In Minecraft, you can turn off the monsters from appearing. You can, in fact, enter a "creative" mode where you can call up any particular block that you want, and with this capability you can build practically anything. (The blocks in Minecraft are like Lego blocks, and unsurprisingly Minecraft and Lego are building off that similarity.)

There's only one "rule" in Minecraft: you can only sleep at night. Other than that, you can do practically anything that you want. You can run a large farm, you can grow chickens, you can build a boat and travel the ocean, or you can climb the highest mountain, or explore the deepest mine. You can make maps, write in books, make a large railway or dig for gold.

I enjoy exploring Minecraft's seemingly endless world. Unlike most video games that have pre-defined maps or territories, Minecraft generates its world as you enter them. When your character reaches an area you haven't visited yet, the game produces a new territory for you to explore.
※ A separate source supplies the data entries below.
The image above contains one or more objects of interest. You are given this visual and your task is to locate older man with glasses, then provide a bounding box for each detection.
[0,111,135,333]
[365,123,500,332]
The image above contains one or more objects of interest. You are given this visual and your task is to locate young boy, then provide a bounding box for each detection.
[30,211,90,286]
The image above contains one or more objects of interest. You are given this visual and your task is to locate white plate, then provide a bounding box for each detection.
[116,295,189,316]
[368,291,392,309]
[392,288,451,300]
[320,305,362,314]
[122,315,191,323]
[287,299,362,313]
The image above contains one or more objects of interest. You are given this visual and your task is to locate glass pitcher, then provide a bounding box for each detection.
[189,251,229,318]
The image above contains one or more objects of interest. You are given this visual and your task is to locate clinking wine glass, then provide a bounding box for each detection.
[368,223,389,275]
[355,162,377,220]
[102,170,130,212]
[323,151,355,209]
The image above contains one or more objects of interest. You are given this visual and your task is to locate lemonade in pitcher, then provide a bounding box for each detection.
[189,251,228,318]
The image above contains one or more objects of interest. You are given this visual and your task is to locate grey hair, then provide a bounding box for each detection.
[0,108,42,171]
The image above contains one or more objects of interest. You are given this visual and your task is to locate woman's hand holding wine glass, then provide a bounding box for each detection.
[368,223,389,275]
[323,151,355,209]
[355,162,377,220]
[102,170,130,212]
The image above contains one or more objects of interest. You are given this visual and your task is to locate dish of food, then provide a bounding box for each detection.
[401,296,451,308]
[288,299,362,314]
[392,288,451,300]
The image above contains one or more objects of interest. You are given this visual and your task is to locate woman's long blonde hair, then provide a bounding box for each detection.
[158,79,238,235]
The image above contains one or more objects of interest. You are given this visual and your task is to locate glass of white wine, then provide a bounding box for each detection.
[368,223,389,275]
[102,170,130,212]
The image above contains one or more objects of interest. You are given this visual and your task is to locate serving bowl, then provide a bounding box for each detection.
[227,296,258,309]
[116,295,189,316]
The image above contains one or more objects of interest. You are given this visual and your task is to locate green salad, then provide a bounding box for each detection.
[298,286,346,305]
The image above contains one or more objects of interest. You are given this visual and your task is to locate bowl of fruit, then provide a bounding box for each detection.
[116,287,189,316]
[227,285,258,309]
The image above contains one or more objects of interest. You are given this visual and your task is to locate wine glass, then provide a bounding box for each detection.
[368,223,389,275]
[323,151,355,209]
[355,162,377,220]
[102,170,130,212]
It can be a desert, a wintry forest, or a vast plains area. It can be rainy, or snowy.

It's a game that caters to your imagination. I love walking around in Minecraft, getting lost, and building small areas so that I can sleep at night. I pretend I'm "the last person on Earth", except I often play with my daughter on our local server. I love exploring abandoned mine shafts, and climbing mountains. I pretend I'm an intrepid explorer. There's no time limit, so I don't have to rush anything.

Most video games are goal-oriented, but in Minecraft, the only goals are those that you set for yourself. Because of this, everyone's attachment to the game becomes deeply personal. Not everyone plays it the same way, and as a result the game becomes a reflection of you instead of a reflection of its creator. Think of Minecraft like a musical instrument: everyone knows the notes, but everyone plays them differently.

To say that it's my favorite video game is an understatement: it's one of the best things in my life.